Closed joshdevins closed 3 years ago
Hi @joshdevins,
Nice question! I, unfortunately, don't know how to implement this. I searched online but couldn't find a direct solution to generate using multi-GPUs. I will keep searching if I find something relevant will get back to you.
If you have suggestions on implementation, I would happy to have a look at them!

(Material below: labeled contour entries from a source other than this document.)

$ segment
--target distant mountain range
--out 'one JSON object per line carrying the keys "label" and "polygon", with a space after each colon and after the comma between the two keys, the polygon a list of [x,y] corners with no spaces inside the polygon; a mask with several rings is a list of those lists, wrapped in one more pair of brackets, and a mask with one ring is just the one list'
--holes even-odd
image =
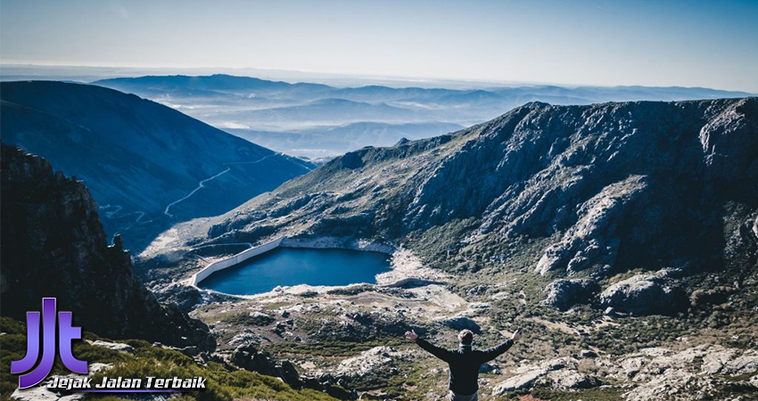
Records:
{"label": "distant mountain range", "polygon": [[0,83],[3,141],[83,180],[110,234],[144,246],[177,221],[223,213],[312,165],[161,104],[91,85]]}
{"label": "distant mountain range", "polygon": [[522,267],[594,282],[640,267],[752,274],[756,133],[758,98],[531,102],[455,134],[349,152],[226,215],[179,225],[176,237],[367,239],[482,277]]}
{"label": "distant mountain range", "polygon": [[[147,76],[94,82],[169,105],[243,137],[284,133],[262,143],[295,156],[336,156],[362,146],[386,146],[413,124],[424,137],[446,134],[495,118],[528,102],[591,104],[624,101],[681,101],[745,97],[744,92],[708,88],[556,86],[490,86],[479,89],[336,87],[290,84],[249,77]],[[387,135],[372,139],[356,123],[382,124]],[[450,128],[455,125],[456,128]],[[405,127],[404,127],[405,126]],[[250,131],[246,133],[245,131]],[[397,132],[391,135],[392,132]],[[298,140],[293,143],[292,137]],[[310,140],[309,140],[310,138]]]}

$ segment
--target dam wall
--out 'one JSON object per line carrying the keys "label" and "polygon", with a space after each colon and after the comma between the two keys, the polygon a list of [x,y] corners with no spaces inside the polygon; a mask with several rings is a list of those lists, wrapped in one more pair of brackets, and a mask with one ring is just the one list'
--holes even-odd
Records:
{"label": "dam wall", "polygon": [[232,257],[227,258],[226,259],[217,260],[211,264],[209,264],[208,266],[203,267],[202,270],[193,274],[192,278],[190,279],[190,283],[197,287],[198,284],[200,284],[200,282],[208,278],[209,275],[219,270],[224,270],[237,266],[251,258],[257,257],[269,250],[275,250],[280,245],[282,245],[282,241],[285,239],[286,237],[280,237],[269,242],[266,242],[257,247],[252,247],[249,250],[243,250],[242,252]]}

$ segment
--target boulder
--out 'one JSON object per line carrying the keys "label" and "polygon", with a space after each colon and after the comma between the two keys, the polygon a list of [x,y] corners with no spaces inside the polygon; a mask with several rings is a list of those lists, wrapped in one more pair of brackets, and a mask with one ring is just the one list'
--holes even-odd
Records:
{"label": "boulder", "polygon": [[589,280],[556,280],[545,287],[548,294],[542,304],[550,307],[565,310],[582,302],[586,302],[599,290],[599,286]]}
{"label": "boulder", "polygon": [[636,315],[673,315],[687,307],[686,294],[665,272],[637,274],[606,288],[598,299],[602,307]]}
{"label": "boulder", "polygon": [[573,369],[561,369],[548,373],[555,389],[589,389],[600,385],[597,378],[580,373]]}

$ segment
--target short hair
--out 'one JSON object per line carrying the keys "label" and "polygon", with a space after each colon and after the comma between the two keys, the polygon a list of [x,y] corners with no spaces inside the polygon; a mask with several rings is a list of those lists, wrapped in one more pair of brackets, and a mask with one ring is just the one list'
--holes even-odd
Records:
{"label": "short hair", "polygon": [[470,330],[461,330],[458,333],[458,341],[464,345],[471,345],[474,342],[474,333]]}

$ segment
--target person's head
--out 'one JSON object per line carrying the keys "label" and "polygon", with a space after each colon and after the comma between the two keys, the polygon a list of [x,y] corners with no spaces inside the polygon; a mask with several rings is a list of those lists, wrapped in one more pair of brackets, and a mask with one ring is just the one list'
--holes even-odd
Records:
{"label": "person's head", "polygon": [[474,333],[470,330],[461,330],[458,333],[458,342],[463,345],[471,345],[474,341]]}

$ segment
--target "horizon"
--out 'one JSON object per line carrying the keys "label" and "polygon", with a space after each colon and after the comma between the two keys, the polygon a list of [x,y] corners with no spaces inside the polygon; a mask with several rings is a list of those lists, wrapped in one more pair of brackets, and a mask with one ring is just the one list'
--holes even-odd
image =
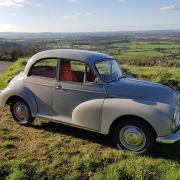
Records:
{"label": "horizon", "polygon": [[41,31],[37,31],[37,32],[28,32],[28,31],[22,31],[22,32],[18,32],[18,31],[0,31],[0,33],[30,33],[30,34],[41,34],[41,33],[52,33],[52,34],[78,34],[78,33],[84,33],[84,34],[88,34],[88,33],[128,33],[128,32],[138,32],[138,33],[141,33],[141,32],[160,32],[160,31],[163,31],[163,32],[171,32],[171,31],[180,31],[180,29],[159,29],[159,30],[124,30],[124,31],[116,31],[116,30],[112,30],[112,31],[89,31],[89,32],[41,32]]}
{"label": "horizon", "polygon": [[180,30],[179,0],[0,0],[0,32]]}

Unfortunately for now I can only suggest hosting the individual question-generation models separately in the GPUs.
Kind Regards, Nandan
Thanks @NThakur20. The obvious place for me would be to add data parallelization. So the corpus is chunked right now (I think into size 80 examples?), and we could easily parallelize that loop with a multiprocessing Pool of size n
(one per GPU). When we call generate
we can also pass a GPU/core number and CUDA can use that GPU as specified. I can take a stab at that one script for doc2query and any downstream changes, and maybe it's applicable to processing other datasets at scale as well.

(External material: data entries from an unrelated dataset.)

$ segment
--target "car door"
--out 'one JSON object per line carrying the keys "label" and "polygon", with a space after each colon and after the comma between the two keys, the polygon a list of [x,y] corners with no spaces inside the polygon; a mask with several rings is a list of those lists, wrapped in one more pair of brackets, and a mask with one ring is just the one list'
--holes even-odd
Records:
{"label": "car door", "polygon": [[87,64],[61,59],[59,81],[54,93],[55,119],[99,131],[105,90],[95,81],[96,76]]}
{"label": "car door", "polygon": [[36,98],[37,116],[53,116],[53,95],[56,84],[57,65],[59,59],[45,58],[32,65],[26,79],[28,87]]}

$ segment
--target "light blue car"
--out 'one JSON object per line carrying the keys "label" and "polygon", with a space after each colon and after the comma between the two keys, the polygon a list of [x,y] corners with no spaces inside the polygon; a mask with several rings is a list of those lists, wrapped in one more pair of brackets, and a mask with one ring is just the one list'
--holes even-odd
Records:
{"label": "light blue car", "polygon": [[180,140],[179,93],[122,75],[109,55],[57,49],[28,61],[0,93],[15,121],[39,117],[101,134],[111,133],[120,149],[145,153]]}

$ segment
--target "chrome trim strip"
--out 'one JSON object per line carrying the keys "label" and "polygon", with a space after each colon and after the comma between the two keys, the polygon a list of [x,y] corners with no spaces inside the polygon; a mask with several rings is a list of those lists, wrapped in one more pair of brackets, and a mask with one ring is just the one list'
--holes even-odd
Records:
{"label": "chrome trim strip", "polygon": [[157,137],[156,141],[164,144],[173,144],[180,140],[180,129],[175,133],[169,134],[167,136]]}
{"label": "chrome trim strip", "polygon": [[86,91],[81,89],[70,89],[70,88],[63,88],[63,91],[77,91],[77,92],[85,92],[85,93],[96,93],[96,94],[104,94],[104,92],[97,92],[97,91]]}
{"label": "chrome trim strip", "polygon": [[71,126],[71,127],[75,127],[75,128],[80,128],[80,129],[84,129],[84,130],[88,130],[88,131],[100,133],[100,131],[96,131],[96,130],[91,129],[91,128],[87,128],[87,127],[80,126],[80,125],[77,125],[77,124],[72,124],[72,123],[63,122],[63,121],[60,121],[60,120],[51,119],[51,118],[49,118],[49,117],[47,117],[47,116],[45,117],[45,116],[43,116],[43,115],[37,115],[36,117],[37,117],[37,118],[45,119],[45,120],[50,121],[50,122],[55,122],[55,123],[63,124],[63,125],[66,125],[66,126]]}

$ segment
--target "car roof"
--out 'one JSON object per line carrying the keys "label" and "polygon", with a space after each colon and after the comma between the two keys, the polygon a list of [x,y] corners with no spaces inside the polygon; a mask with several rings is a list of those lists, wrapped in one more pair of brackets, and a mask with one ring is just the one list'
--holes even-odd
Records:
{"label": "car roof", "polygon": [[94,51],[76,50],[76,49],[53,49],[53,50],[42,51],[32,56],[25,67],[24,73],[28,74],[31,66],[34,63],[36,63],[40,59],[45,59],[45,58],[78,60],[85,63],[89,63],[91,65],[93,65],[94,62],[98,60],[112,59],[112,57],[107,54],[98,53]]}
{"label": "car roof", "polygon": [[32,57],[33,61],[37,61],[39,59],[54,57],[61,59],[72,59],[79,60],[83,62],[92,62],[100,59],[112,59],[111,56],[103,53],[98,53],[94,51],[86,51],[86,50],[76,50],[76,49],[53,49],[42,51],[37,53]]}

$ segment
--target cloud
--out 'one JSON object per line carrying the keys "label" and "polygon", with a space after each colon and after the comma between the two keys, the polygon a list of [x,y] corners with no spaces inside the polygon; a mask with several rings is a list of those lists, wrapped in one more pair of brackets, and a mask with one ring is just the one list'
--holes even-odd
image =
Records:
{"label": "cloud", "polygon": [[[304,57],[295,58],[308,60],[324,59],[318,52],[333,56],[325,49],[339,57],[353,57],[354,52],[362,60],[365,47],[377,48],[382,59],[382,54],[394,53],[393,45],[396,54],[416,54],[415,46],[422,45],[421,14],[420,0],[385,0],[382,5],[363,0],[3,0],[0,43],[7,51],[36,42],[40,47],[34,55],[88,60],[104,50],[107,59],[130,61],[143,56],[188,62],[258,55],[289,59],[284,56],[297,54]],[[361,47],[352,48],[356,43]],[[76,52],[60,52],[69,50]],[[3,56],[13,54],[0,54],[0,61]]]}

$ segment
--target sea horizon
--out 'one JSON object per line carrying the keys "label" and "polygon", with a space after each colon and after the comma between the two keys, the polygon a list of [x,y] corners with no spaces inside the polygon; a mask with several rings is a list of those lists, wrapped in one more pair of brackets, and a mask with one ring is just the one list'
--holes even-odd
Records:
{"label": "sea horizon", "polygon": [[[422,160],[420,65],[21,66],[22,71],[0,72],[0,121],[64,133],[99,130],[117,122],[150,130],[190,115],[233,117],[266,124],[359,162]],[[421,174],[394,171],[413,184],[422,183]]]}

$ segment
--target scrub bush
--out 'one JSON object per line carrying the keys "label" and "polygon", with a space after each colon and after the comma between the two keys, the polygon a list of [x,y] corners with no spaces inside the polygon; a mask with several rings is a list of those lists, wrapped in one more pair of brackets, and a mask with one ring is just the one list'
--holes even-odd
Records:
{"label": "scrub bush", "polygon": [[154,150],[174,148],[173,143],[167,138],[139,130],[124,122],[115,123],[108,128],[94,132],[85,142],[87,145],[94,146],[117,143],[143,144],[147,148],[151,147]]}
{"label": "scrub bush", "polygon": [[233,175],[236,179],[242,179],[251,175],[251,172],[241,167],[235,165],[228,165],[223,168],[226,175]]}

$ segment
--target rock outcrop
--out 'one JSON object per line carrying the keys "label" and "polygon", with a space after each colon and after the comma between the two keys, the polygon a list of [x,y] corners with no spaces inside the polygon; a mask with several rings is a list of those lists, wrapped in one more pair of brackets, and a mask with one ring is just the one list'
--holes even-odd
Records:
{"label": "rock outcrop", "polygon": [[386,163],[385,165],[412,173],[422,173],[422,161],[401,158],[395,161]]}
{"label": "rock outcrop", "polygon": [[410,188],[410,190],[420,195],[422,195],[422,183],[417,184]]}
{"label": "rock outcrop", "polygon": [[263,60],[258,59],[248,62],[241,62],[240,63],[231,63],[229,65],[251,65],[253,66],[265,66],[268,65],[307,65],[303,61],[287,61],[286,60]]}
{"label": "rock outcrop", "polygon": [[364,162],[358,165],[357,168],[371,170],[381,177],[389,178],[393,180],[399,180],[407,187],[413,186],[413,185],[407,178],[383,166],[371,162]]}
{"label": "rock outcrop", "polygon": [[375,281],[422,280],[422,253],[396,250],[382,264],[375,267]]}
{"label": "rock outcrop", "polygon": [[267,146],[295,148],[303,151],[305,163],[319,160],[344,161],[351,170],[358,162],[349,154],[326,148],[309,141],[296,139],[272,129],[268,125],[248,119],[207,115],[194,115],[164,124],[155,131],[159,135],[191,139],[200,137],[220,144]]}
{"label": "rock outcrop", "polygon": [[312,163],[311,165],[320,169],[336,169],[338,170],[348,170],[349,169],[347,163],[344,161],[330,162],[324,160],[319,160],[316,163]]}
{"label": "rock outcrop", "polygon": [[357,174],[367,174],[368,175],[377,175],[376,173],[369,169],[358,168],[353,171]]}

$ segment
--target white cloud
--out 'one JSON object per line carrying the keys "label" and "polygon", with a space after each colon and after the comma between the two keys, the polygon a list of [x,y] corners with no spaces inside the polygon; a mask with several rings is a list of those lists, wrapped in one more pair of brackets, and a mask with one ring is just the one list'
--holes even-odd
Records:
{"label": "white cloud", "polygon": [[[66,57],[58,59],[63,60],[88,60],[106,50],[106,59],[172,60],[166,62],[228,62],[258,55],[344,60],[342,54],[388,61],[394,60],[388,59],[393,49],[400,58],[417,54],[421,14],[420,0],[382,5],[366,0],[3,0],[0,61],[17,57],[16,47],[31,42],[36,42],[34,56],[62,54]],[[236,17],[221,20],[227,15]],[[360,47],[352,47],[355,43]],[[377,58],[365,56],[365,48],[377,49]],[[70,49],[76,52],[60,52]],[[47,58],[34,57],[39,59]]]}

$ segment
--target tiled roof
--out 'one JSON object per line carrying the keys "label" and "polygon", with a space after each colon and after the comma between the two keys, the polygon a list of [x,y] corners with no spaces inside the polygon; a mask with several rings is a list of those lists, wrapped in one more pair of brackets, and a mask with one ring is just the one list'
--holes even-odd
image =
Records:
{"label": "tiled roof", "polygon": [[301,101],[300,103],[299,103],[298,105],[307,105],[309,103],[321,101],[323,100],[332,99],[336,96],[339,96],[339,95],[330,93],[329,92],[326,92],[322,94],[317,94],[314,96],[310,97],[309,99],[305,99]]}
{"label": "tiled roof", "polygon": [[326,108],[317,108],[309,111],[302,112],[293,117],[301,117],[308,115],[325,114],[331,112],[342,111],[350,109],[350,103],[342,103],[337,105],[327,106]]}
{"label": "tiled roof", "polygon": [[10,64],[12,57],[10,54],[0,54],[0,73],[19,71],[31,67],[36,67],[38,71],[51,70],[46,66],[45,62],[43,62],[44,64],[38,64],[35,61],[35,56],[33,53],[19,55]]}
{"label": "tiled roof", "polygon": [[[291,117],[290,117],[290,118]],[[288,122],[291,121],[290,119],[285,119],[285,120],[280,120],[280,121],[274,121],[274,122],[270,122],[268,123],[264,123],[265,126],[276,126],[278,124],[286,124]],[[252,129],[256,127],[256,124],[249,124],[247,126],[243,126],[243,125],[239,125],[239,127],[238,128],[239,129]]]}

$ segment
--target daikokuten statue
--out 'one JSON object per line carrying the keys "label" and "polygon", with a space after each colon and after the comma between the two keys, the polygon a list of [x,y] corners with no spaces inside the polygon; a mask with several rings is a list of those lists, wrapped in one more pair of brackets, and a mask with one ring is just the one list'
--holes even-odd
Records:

So here we can pass a GPU number and make n
models, one per GPU
https://github.com/UKPLab/beir/blob/8d8061934e2c33374c075412da2093a5f403521a/beir/generation/models/auto_model.py#L6
Last thought, I'm not familiar enough with Transformers+PyTorch innards but there should be a native way to do data parallel inference since we provide batches already. For example https://github.com/huggingface/transformers/issues/3936
Thanks for the pointers @joshdevins, I will have a look at them!
Kind Regards, Nandan
Hi @joshdevins,
Finally, after having no success with DataPallalel, I'm happy to share that I have added support now using multiprocessing to generate multiple process pools which are able to take advantage of multiple GPUs. Hope it helps!

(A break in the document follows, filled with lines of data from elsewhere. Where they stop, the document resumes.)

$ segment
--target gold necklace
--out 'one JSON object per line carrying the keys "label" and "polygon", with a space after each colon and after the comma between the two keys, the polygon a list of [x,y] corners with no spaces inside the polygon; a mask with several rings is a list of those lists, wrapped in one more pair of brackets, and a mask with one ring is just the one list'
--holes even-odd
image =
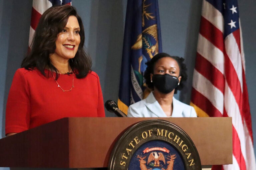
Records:
{"label": "gold necklace", "polygon": [[59,87],[60,89],[62,90],[62,91],[63,92],[69,92],[71,91],[71,90],[72,89],[72,88],[73,87],[75,87],[74,86],[74,73],[73,72],[73,70],[72,70],[72,75],[73,75],[73,80],[72,80],[72,86],[71,87],[71,88],[70,88],[70,89],[68,90],[65,90],[63,89],[63,88],[61,88],[61,87],[60,87],[60,85],[59,84],[59,83],[58,83],[58,82],[57,82],[57,80],[56,80],[56,79],[55,78],[55,77],[54,77],[54,76],[53,75],[53,74],[52,73],[52,70],[50,70],[51,71],[51,72],[52,73],[52,75],[53,77],[53,78],[54,78],[54,80],[55,80],[55,82],[56,82],[56,83],[57,83],[57,84],[58,85],[58,87]]}

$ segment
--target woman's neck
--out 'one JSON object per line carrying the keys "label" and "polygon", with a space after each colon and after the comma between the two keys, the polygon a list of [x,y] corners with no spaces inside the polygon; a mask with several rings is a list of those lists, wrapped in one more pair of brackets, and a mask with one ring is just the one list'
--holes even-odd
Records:
{"label": "woman's neck", "polygon": [[159,92],[155,88],[153,92],[155,98],[168,117],[171,116],[172,113],[172,98],[174,93],[174,90],[167,94],[164,94]]}
{"label": "woman's neck", "polygon": [[[60,74],[65,74],[72,71],[69,65],[68,60],[59,61],[56,60],[51,60],[52,64],[55,67]],[[53,71],[53,70],[52,70]]]}

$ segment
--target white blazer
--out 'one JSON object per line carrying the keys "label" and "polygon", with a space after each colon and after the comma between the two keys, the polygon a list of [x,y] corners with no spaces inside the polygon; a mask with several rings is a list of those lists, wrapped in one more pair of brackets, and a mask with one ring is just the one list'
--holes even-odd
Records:
{"label": "white blazer", "polygon": [[[194,108],[172,98],[173,108],[172,117],[197,117]],[[128,109],[128,117],[166,117],[166,115],[156,100],[152,92],[141,101],[133,104]]]}

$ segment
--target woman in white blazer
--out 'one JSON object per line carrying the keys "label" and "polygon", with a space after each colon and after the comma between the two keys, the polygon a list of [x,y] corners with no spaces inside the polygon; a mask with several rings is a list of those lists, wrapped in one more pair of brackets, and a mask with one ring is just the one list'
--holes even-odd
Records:
{"label": "woman in white blazer", "polygon": [[194,108],[173,97],[187,78],[183,58],[166,53],[155,55],[146,64],[144,77],[153,90],[148,97],[131,105],[128,117],[196,117]]}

Here is a sample code on how to use it: https://github.com/UKPLab/beir/blob/development/examples/generation/query_gen_multi_gpu.py
I hope now you are able to utilize multiple GPUs now for a faster generation. The updates are yet in the development branch. I would suggest if it's urgent, you can clone the development branch and start working. I would soon push the changes to master and update the PyPI version.
Kind Regards, Nandan
I'm running evaluate_anserini_docT5query.py and it's currently only able to utilize a single GPU. I'm using GCP instances with 4x V100 GPUs and I'd like to finish more experiments in less time by using more GPUs. Is there a simple way to parallelize batches or configure using multiple GPUs that I'm not aware of?